Germany: Angela Merkel’s CDU vs. everyone else
After electing former foreign minister Frank Walter Steinmeier as President on Sunday, Germany’s voters will now focus on the federal elections on September 24.

Market players have their eyes on right-wing Alternative for Germany (AfD), which is headed by Frauke Petry and is expected to get enough votes to finally win seats in the Bundestag after failing to meet the 5% threshold in 2013.

Attention is also on the Social Democratic Party (SPD) under Martin Schulz, a former head of the European Parliament and is a strong contender against Merkel and her Christian Democratic Union (CDU). The SPD is already under Merkel’s “grand coalition,” but Schulz has positioned himself as a straight-talking, anti-elite “outsider” who favors the common man.

Latest polls by Forsa put CDU with 34% of the votes, closely followed by the SPD (31%) and then the AfD (9%).

Italy: Early elections in the works?
A ruling by Italy’s constitutional court last week paved the way for pushing elections as early as this year. Its decision is based on proportional representation in the lower house Chamber of Deputies and hands parliamentary majority to any party winning 40% of the winning vote. However, the court also scrapped the “run-off” second round between the two largest parties and said that voting will only be held in one round.

The new rules all but assure a coalition government, and gives advantages to traditional parties such as Matteo Renzi’s Democratic Party while challenging parties like Beppe Grillo’s Five Star Movement, which has refused to form alliances.

But only President Sergio Mattarella can dissolve the parliament and he’s not too excited about it. For one thing, calling for early elections would expose Italy to unnecessary uncertainty ahead of the G7 meeting in Sicily in May.

Remember that Eurosceptics don’t have to win a referendum to cause trouble for the euro. At this point, even the act of scheduling a vote could inspire enough uncertainty to send financial markets into its global crisis levels.

The “Doom Loop”

Government bonds from the euro region are particularly vulnerable to investor confidence changes. After all, uncertainty over an economy discourages investors from buying bonds, which results in lower prices. The problem is that a lot of European banks tend to hold their respective government’s bonds.

The “doom loop” is triggered when a loss of confidence causes a selloff in bonds. Profits of banks that hold said bonds would take serious hits and make banks more likely to ask for bailout money. The government, already burdened with higher debt (from higher bond yields), would have little choice but to bail them out or risk further erosion of investor confidence.

France’s government bonds are already on the move thanks to the increasing possibility of a Le Pen win. An average of €16B was traded each day in February, double the €8B average recorded last year and marks the largest volume recorded since the 2010 – 2012 financial crisis.

Meanwhile, other analysts are worried about Italy, the region’s third-largest economy. Italy’s banks are the biggest holders of their sovereign debt, which makes them most vulnerable to a “doom loop.”

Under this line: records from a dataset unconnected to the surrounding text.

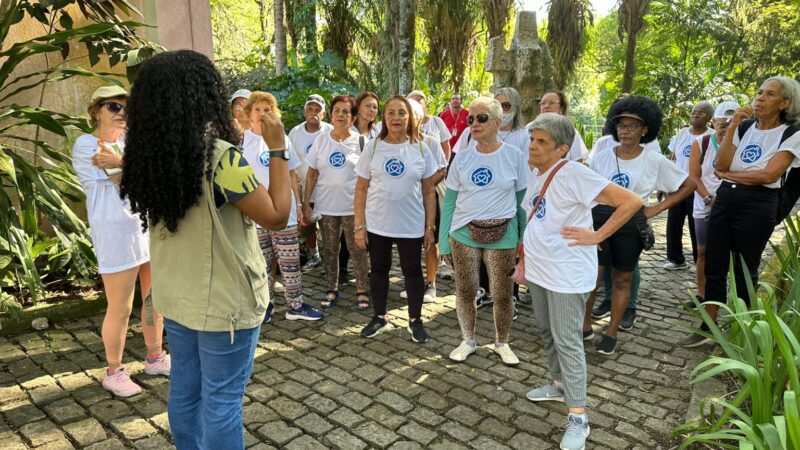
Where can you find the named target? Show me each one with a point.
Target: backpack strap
(744, 126)
(704, 143)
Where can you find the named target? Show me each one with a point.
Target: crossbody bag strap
(544, 188)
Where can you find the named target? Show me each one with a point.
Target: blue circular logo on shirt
(541, 210)
(394, 167)
(622, 179)
(482, 176)
(263, 158)
(751, 154)
(337, 159)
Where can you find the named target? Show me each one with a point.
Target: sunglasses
(114, 107)
(481, 118)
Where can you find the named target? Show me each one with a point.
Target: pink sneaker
(160, 366)
(120, 384)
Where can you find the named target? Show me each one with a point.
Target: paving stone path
(322, 386)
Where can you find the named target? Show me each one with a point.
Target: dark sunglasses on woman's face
(481, 118)
(114, 107)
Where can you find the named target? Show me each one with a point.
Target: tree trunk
(280, 38)
(407, 40)
(310, 27)
(630, 63)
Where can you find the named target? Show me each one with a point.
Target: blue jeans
(207, 381)
(607, 284)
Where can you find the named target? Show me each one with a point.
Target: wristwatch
(280, 153)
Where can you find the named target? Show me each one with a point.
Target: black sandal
(361, 303)
(328, 302)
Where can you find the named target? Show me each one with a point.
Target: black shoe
(375, 326)
(604, 310)
(417, 331)
(607, 345)
(628, 319)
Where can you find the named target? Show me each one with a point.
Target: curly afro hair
(643, 107)
(177, 108)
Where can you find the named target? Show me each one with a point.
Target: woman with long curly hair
(200, 199)
(634, 121)
(120, 244)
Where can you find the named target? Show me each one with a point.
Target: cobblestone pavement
(318, 385)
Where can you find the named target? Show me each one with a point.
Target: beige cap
(108, 92)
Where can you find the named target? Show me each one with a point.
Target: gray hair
(791, 92)
(516, 104)
(706, 106)
(558, 126)
(495, 111)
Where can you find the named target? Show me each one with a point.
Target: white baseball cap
(241, 93)
(726, 110)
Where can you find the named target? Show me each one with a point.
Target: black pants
(675, 218)
(344, 255)
(380, 261)
(741, 222)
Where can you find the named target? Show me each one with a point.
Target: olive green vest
(210, 274)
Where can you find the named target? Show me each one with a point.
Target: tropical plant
(567, 21)
(37, 178)
(761, 350)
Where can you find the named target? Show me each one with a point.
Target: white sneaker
(505, 353)
(430, 294)
(461, 352)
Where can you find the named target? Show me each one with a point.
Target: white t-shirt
(757, 148)
(606, 142)
(487, 184)
(435, 127)
(394, 198)
(302, 140)
(256, 153)
(549, 261)
(681, 146)
(707, 177)
(116, 232)
(336, 184)
(648, 172)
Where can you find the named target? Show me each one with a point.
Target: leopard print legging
(466, 262)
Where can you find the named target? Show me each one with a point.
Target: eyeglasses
(628, 127)
(114, 107)
(549, 103)
(481, 118)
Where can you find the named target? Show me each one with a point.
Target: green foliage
(321, 73)
(37, 179)
(761, 350)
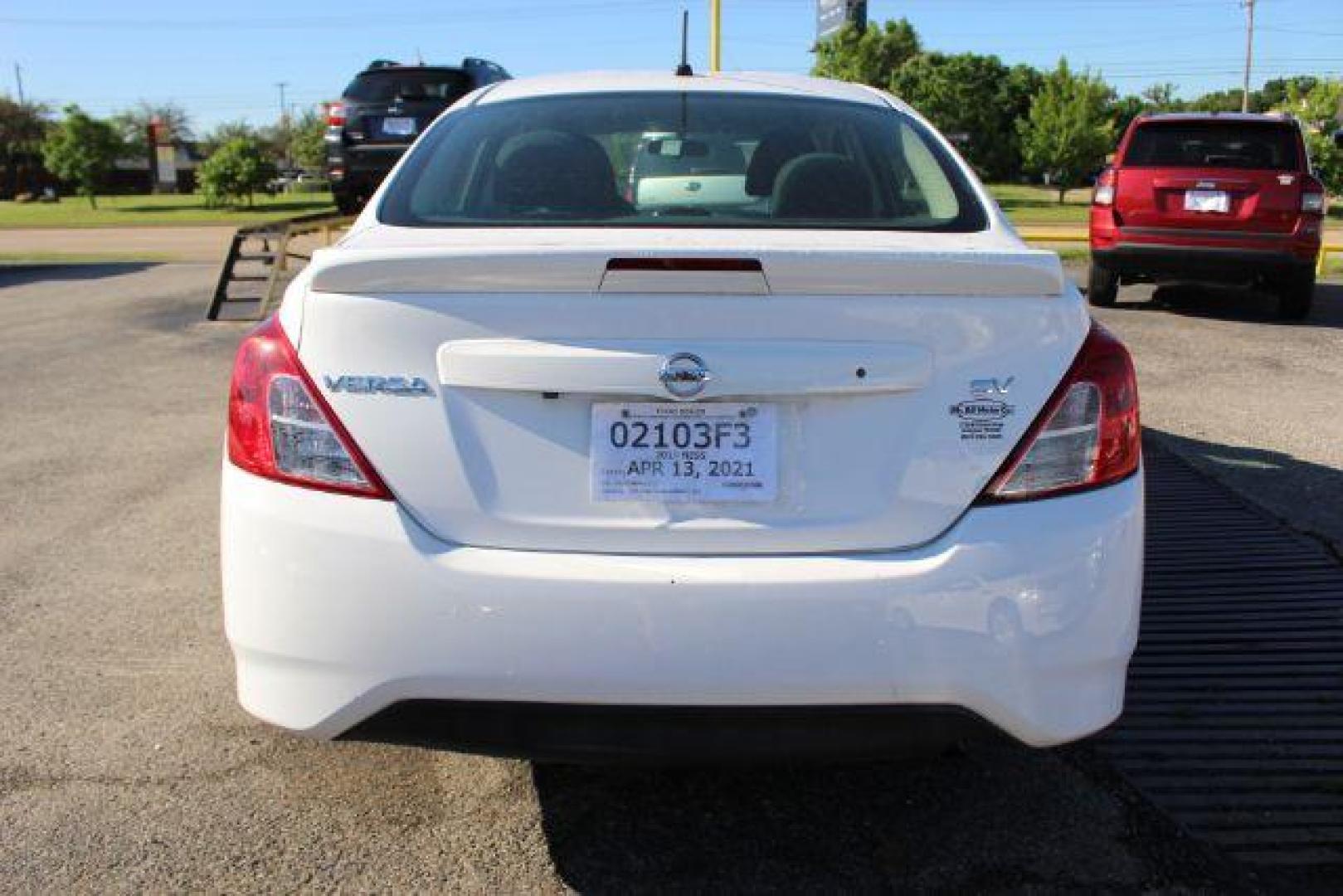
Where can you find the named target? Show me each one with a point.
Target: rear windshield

If opinion polls in the next couple of weeks favor Eurosceptic politicians, then uncertainty will remain the name of the game for the eurozone. This could not only lead to downtrends for the euro but also real threats to the region’s banking system.

But if the safer and (currently) more likely scenarios play out and the major event risks are averted, then we’ll likely see relief rallies for the common currency.